Admittedly, my “brand” of Paganism, informed by feminist thealogy, process theology, humanism, and Jungian psychology, is not representative of Paganism generally or even common.  But I believe that only when Paganism is informed by these things, as well as the insights of “deep ecology” does it truly represent a possibility for transforming ourselves and the world.  The ritual which Teo described reflects not just a variation on a theme.  It is a Paganism that I do not recognize.  It is a Paganism of wishful thinking and self-delusion.  It is a Paganism which suffers from the same flaws as the 60’s counterculture hippie movement from which it sprang: an overemphasis of idealism over realism, endemic disorganization, and an inability to communicate its vision to the wider culture.  And it is frankly a Paganism I am embarrassed to be associated with.
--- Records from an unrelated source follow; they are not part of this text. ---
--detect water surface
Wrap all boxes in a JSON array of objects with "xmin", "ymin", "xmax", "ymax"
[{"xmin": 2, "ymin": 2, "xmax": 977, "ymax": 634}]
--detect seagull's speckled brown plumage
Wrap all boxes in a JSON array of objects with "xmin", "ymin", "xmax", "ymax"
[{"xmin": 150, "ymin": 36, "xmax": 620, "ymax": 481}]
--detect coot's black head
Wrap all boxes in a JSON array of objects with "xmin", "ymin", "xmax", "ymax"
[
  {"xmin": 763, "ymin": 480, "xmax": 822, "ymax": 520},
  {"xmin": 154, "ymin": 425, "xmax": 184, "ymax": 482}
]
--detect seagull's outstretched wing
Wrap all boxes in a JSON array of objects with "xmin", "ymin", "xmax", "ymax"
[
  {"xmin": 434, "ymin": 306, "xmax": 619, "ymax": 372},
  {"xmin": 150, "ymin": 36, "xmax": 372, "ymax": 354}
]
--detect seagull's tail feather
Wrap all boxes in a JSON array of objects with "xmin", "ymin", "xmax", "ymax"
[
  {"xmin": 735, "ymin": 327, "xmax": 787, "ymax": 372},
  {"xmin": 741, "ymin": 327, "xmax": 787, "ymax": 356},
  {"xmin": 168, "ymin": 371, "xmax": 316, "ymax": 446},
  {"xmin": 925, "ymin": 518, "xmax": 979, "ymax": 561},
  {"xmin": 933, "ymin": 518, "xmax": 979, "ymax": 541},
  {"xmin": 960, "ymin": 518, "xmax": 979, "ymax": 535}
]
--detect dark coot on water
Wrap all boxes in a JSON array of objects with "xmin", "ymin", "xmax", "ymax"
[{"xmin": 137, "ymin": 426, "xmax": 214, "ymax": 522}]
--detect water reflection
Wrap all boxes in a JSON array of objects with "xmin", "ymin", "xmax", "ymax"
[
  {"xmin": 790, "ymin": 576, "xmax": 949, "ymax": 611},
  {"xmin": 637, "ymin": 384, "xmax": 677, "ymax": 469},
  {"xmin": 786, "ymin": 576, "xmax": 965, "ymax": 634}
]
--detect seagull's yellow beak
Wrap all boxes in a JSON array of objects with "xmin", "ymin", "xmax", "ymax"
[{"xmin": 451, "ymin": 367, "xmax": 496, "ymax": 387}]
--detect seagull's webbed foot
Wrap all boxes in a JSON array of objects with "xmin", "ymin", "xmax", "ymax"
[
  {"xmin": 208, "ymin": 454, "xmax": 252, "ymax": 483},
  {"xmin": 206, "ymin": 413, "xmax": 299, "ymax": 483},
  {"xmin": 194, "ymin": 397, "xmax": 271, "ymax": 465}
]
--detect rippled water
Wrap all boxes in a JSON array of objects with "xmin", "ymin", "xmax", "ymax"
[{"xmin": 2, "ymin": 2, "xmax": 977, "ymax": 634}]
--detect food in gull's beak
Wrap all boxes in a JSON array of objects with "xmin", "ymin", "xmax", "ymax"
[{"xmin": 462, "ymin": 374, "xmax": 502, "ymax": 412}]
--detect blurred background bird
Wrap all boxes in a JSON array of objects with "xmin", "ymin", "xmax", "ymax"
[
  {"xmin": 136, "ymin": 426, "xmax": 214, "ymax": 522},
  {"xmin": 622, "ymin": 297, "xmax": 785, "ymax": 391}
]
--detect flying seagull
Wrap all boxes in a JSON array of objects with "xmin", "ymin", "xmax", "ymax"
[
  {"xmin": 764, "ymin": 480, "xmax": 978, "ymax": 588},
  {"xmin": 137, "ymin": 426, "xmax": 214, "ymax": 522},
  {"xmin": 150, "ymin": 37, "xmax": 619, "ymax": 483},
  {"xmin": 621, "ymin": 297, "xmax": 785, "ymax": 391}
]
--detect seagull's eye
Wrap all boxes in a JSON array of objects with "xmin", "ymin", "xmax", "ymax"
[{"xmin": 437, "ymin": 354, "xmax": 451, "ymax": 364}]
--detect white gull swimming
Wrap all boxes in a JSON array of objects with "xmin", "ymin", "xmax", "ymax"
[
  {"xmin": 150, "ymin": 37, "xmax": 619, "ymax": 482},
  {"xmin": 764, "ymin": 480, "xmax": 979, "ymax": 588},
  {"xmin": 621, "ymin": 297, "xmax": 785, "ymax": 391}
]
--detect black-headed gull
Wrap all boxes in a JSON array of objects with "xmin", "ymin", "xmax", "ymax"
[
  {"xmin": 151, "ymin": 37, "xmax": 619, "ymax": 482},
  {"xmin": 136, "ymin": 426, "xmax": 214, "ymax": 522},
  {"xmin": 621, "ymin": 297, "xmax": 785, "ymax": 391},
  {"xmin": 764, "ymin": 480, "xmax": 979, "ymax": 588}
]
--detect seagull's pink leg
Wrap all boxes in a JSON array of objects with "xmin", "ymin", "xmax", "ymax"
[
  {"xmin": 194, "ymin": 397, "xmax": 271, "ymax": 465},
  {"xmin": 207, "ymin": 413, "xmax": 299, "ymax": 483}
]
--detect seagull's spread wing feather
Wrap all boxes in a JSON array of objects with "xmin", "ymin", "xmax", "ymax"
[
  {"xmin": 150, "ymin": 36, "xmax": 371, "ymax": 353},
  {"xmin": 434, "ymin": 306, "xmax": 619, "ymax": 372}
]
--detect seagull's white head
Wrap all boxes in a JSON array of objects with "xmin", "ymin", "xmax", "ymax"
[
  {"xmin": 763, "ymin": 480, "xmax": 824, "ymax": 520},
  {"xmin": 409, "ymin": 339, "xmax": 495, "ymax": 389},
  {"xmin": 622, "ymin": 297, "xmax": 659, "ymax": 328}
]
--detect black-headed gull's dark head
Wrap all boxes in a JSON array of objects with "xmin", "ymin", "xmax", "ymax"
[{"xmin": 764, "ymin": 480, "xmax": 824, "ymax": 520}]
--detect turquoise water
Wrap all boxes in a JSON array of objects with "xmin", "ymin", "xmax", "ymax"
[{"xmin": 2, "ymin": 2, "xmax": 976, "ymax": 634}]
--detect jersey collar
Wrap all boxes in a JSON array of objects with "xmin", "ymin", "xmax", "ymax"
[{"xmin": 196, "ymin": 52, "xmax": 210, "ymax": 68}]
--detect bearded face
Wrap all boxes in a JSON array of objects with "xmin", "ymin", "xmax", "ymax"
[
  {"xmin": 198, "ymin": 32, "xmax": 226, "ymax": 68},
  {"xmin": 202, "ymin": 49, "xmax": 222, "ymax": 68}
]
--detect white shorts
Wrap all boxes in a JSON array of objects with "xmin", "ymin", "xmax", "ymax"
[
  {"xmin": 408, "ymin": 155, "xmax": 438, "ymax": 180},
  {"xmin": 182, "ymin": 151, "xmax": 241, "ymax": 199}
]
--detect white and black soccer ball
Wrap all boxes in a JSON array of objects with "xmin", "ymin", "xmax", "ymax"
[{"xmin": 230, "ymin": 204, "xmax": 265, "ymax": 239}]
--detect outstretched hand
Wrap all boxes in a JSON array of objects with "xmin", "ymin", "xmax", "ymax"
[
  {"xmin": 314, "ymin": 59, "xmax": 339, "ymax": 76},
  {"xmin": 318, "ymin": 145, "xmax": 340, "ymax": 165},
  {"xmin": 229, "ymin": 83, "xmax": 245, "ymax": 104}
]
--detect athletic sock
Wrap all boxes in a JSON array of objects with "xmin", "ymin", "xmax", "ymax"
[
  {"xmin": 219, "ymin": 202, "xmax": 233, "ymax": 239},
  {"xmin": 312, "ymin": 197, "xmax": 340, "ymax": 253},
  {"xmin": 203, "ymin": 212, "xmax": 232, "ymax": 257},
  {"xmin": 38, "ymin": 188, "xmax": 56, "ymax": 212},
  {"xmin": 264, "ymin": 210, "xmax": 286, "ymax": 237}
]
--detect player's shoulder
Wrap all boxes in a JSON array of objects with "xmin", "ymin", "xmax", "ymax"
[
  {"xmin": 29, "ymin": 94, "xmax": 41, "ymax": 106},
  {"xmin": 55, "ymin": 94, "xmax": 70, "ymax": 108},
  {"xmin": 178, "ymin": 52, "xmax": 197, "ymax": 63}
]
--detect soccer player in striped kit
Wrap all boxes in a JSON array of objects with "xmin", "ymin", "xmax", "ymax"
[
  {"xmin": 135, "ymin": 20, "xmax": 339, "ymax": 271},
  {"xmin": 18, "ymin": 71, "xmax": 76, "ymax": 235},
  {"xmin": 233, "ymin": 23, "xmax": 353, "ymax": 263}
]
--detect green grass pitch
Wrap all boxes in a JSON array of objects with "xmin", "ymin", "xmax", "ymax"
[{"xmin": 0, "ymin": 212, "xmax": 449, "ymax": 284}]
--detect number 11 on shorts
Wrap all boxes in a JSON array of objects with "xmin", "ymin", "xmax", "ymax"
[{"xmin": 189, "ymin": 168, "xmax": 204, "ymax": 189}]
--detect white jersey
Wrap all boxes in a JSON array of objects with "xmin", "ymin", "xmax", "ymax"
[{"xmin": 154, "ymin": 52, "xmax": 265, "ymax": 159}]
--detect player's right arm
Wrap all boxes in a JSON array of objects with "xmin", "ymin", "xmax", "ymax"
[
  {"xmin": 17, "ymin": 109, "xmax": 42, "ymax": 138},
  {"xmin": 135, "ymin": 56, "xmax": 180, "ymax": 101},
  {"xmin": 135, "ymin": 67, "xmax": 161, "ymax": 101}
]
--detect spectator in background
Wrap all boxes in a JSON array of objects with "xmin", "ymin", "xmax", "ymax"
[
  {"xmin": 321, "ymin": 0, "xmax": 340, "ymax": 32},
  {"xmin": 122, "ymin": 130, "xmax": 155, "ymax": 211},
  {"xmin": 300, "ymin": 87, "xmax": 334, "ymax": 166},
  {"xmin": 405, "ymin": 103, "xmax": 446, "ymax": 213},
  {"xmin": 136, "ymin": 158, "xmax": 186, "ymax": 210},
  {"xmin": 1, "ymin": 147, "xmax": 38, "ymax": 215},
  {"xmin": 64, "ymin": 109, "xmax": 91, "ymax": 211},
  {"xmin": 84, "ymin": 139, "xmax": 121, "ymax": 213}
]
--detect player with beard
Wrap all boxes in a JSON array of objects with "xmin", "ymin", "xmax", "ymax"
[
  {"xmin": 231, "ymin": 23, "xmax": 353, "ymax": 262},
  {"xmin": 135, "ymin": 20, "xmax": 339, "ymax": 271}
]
I suppose this is unavoidable in any religious community.  Mormons have to deal with the image of fundamentalist polygamists.  Catholics have to deal with the image of pedophile priests.  Conservative Christians have to deal with the image of the Todd Akins of the world.  Muslims have to deal with the image of the jihadists.  I guess, in the big picture, its not such a big deal that I have to deal with the image of New Age “white lighters” and hippie nudists.  Still, it’s enough to make me wonder sometimes if “Pagan” is what I want to be.